A pandemia evidenciou a necessidade de o país recuperar um amplo debate sobre a educação.
Educação para a cidadania e para o trabalho digno, educação para a vida em sociedade. Educação como fundamento para nortear o futuro.
O vírus da Covid-19 não faz distinção de classe social, contudo, as condições em que ele se propaga fazem.

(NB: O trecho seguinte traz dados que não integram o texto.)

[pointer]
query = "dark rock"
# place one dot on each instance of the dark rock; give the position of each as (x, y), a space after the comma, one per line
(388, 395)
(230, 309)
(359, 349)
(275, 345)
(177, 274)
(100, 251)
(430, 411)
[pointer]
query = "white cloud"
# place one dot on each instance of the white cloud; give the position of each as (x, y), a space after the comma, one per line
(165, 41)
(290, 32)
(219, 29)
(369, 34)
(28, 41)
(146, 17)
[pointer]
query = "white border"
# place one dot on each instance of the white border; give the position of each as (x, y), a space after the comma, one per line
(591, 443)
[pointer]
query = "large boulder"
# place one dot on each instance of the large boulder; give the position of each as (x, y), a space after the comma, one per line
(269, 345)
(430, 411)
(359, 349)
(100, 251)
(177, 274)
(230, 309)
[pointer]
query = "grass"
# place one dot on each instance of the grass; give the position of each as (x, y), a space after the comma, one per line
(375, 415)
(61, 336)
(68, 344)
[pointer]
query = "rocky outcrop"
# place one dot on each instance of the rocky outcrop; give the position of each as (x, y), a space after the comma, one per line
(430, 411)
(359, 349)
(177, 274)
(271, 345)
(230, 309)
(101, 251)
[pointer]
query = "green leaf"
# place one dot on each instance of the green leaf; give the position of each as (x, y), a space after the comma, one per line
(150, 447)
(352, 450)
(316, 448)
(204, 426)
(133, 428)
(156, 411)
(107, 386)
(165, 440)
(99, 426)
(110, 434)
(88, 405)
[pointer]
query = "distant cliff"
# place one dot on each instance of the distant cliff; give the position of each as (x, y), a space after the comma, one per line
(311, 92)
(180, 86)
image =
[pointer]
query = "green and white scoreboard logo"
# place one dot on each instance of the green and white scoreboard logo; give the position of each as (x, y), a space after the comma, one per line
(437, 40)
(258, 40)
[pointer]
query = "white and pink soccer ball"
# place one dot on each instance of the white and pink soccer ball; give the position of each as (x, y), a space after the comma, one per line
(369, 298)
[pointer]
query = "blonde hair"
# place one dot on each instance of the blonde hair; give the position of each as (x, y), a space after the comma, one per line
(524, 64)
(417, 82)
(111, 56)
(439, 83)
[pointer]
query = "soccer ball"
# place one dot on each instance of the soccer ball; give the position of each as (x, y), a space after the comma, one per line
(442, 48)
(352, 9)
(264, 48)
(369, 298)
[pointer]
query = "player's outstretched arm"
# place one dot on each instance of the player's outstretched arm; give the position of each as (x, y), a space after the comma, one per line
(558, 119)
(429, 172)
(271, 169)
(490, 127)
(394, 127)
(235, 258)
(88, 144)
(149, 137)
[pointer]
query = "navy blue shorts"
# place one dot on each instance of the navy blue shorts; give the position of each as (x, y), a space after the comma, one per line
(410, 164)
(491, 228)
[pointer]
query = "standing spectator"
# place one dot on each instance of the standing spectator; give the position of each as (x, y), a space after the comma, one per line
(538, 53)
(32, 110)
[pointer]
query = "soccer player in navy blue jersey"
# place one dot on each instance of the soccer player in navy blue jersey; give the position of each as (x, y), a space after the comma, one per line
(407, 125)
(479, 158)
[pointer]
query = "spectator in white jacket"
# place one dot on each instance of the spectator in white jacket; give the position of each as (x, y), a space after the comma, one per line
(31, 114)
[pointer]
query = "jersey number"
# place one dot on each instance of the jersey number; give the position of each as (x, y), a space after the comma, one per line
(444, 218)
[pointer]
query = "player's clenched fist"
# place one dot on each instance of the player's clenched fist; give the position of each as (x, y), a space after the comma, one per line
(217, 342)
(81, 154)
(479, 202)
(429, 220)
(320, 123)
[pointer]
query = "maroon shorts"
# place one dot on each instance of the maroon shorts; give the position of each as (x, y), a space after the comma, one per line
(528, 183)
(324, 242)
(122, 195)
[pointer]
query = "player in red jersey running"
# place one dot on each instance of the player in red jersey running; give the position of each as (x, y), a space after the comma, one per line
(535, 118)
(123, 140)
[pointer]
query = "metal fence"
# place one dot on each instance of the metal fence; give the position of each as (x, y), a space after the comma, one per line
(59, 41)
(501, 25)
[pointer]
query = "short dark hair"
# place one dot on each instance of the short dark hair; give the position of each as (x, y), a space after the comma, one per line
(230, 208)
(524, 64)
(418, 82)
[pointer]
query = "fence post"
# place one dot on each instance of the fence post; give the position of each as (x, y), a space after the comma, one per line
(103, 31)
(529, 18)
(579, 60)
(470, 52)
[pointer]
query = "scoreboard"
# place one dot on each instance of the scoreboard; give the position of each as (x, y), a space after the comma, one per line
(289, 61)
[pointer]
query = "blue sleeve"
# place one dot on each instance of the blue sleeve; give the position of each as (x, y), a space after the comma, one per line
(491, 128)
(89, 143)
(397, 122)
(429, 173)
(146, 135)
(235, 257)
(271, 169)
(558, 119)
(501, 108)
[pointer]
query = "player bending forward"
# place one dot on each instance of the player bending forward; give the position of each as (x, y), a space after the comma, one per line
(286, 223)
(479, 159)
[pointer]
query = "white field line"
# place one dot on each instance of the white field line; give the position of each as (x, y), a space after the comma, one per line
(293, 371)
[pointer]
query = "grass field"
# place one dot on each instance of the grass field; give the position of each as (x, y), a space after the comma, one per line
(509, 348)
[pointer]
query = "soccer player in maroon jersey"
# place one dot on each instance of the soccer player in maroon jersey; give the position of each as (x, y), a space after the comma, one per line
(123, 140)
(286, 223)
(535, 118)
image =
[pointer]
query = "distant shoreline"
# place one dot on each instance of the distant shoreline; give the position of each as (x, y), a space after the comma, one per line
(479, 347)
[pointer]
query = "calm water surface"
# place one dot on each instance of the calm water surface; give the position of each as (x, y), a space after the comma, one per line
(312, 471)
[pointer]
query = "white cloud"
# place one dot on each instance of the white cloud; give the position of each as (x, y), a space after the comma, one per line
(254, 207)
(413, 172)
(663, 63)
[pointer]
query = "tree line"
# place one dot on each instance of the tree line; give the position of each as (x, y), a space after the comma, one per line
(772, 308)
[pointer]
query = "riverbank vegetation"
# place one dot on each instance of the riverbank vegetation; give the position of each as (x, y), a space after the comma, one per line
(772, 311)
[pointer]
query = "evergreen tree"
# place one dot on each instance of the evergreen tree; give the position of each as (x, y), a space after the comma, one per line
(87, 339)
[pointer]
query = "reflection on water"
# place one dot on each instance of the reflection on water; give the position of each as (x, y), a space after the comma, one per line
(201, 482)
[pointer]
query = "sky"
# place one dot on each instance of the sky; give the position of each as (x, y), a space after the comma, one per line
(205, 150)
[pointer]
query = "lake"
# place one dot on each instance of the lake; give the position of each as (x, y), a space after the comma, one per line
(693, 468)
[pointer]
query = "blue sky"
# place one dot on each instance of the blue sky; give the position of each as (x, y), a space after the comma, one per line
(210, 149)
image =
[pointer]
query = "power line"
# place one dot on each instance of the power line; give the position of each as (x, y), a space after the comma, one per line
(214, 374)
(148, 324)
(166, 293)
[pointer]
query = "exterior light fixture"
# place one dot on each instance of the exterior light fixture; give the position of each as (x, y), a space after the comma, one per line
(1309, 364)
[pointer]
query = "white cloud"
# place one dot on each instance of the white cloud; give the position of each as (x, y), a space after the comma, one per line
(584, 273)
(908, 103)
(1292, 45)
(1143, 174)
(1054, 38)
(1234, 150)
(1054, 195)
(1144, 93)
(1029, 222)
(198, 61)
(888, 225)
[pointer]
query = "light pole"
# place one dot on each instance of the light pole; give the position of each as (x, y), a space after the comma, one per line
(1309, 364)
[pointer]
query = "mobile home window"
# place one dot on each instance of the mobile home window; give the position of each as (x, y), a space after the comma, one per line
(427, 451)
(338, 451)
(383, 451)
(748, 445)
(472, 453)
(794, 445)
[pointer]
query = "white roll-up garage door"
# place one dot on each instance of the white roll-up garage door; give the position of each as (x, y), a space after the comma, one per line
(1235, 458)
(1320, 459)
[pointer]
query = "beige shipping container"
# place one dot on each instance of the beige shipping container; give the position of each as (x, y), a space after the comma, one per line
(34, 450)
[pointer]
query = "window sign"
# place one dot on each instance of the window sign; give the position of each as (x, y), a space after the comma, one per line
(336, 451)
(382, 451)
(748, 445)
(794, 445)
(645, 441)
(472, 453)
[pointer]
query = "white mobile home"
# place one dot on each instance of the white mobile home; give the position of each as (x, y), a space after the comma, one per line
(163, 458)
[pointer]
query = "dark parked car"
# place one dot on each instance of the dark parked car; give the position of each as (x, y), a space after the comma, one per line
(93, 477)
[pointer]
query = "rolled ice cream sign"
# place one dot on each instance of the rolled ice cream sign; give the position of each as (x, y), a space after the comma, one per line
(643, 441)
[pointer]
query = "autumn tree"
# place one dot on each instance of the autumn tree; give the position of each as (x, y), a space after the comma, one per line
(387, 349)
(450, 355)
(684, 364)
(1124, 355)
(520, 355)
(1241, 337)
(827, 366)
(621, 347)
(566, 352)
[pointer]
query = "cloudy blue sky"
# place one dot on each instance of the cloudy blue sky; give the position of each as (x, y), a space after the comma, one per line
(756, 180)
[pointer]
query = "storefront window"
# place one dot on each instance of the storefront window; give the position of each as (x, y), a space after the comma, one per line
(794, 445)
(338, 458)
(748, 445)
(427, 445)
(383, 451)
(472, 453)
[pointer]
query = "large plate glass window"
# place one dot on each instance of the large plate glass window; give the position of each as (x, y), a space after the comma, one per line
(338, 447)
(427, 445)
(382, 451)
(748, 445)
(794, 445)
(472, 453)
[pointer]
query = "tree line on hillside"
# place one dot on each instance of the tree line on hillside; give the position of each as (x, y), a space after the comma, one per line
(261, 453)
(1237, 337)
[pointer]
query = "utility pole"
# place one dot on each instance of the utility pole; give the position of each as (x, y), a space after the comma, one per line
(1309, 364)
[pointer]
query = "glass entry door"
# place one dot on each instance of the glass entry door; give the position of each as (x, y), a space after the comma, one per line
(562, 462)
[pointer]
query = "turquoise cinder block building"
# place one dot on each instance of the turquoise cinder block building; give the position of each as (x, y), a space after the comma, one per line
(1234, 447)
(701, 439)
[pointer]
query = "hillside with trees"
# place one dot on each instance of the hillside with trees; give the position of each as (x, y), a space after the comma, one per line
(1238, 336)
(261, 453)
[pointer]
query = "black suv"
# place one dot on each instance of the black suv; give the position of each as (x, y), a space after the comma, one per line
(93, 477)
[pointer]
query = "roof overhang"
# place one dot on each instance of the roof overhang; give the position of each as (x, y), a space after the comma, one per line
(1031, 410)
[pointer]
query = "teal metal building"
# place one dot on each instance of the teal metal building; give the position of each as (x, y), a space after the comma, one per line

Se somos a transformação que queremos no mundo, como nos ensinou Gandhi, ela precisa ser ampla, geral, irrestrita, educar e transformar a partir do direito e da justa oportunidade a cada um dos indivíduos, independentemente de sua posição na pirâmide social.
O futuro de crianças e jovens das periferias, do campo, dos cárceres, das entranhas de uma sociedade injusta, desigual e predatória dependem da ação de um governo humano, socialmente sensível e preocupado com a sustentabilidade da nação.
Presencial ou remota, a educação não deve ser guiada por medidas excludentes, pois o seu papel civilizador é fundamental.
Civilizar é garantir condições para uma vida em comum sem a reprodução das mazelas sociais, o que pressupõe um modelo de educação amplo, diverso e inclusivo.
Políticas educacionais não podem pactuar com a barbárie. A civilização ou a barbárie são escolhas humanas.
Sirlei Márcia de Oliveira é doutora em Sociologia do Trabalho pela USP (Universidade de São Paulo), pesquisadora, educadora, membro do GT de Sindicalismo e Trabalho da Abet (Associação Brasileira de Estudos do Trabalho), ex-diretora da Escola Dieese de Ciências do Trabalho e autora do livro Quem Perdeu? Privatização do Setor de Telecomunicações no Brasil.